Medianos, mesquinhos e infelizes: é inevitável que os predicados dos pais sejam transmitidos ao filho. Uma vez que representam a vileza difundida pela sociedade, a família milionária se soma ao imenso grupo de personagens de Nelson Rodrigues pouco vocacionadas à edificação alheia. Diante da aparente inevitabilidade, contudo, surge Joice, disposta a ser diferente porque acredita na existência do verdadeiro amor.
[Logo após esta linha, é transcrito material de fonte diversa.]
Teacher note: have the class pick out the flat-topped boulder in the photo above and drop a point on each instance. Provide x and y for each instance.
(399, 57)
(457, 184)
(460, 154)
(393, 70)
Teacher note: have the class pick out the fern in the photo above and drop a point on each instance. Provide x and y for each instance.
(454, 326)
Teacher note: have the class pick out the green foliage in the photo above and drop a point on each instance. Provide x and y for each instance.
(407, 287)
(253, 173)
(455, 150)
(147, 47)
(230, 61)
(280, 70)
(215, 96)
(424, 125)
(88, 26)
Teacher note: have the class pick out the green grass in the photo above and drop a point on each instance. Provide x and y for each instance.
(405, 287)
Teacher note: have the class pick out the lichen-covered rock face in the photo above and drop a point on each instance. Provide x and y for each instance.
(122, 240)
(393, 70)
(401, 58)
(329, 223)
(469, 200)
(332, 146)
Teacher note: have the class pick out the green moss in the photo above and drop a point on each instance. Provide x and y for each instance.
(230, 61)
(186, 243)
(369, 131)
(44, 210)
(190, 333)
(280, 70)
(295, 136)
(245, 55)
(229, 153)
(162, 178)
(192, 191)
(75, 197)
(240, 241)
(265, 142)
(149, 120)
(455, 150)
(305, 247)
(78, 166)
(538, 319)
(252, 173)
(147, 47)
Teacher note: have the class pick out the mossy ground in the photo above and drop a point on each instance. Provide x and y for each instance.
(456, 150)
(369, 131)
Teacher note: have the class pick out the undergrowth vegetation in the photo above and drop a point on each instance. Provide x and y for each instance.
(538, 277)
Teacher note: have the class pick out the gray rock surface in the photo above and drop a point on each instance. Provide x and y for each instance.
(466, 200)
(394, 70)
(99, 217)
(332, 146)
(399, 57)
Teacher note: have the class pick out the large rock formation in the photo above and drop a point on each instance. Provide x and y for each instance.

Apesar de ser uma personagem convincente em sua bondade, sem resvalar na inverossimilhança de um caráter monolítico e sem nuances, Joice acaba se revelando um tanto melodramática quando comparada às personagens rodrigueanas mais naturalistas, e está justamente no melodrama a chave de leitura que permite identificar a visão de mundo tão típica de Nelson Rodrigues. Numa fala incomumente extensa para os padrões do dramaturgo, Gastão parece dar voz ao seu criador:

Uma vez, eu vi um filme italiano. Era uma história de bandido. História feroz, sem nenhuma vergonha do dramalhão. E lá havia o velório genial, o velório que cada um deseja para si. O bandido estava na mesa do necrotério, e cravejado de balas. E, de repente, chega a mãe do defunto. Minha mulher, está ouvindo? Qualquer grande dor tem gritos que ninguém ouviu, jamais, mas nenhuma mãe, em nenhum idioma, berra, uiva, como a mãe daquele morto. Era a mais siciliana das sicilianas. Ao ver o cadáver, esganiçou todos os gritos do seu espanto. Ah, Tereza, Tereza. Na minha poltrona, eu tive uma sensação de deslumbramento.

Os pactos de morte que perpassam Álbum de Família, Perdoa-me por Me Traíres e O Beijo no Asfalto, assim como a defesa da adúltera que busca o amor impossível são gestos folhetinescos e melodramáticos com que Nelson Rodrigues pontua sua dramaturgia, não só para efeitos cênicos, mas também como defesa de uma moral particular. Ao dotar o amor de Joice da ingenuidade e insistência do amor romântico melodramático, é como se Nelson afirmasse que, no mundo vil que é o cenário de suas peças, só a capa do ridículo é capaz de proteger o indivíduo para que ame verdadeiramente - basta tentar evitar o ridículo e a vileza consome o sentimento a princípio genuíno. O ridículo do amor, ao fim e ao cabo, é a renúncia a uma sociedade de aparências interessadas.

Escrita na esteira de Toda Nudez Será Castigada, Anti-Nelson Rodrigues traz um dramaturgo mais otimista, ainda consciente das agruras da condição humana, entretanto capaz de enxergar brechas inusitadas por meio das quais sentimentos nobres possam ser expressos. Assim, partindo para o final do ciclo de dezessete peças, Nelson Rodrigues parece perceber de forma mais aguda as pistas que deixara antes - posto que então sufocadas pelo entorno hostil -, já indicativas de um otimismo na mesma medida modesto e plausível.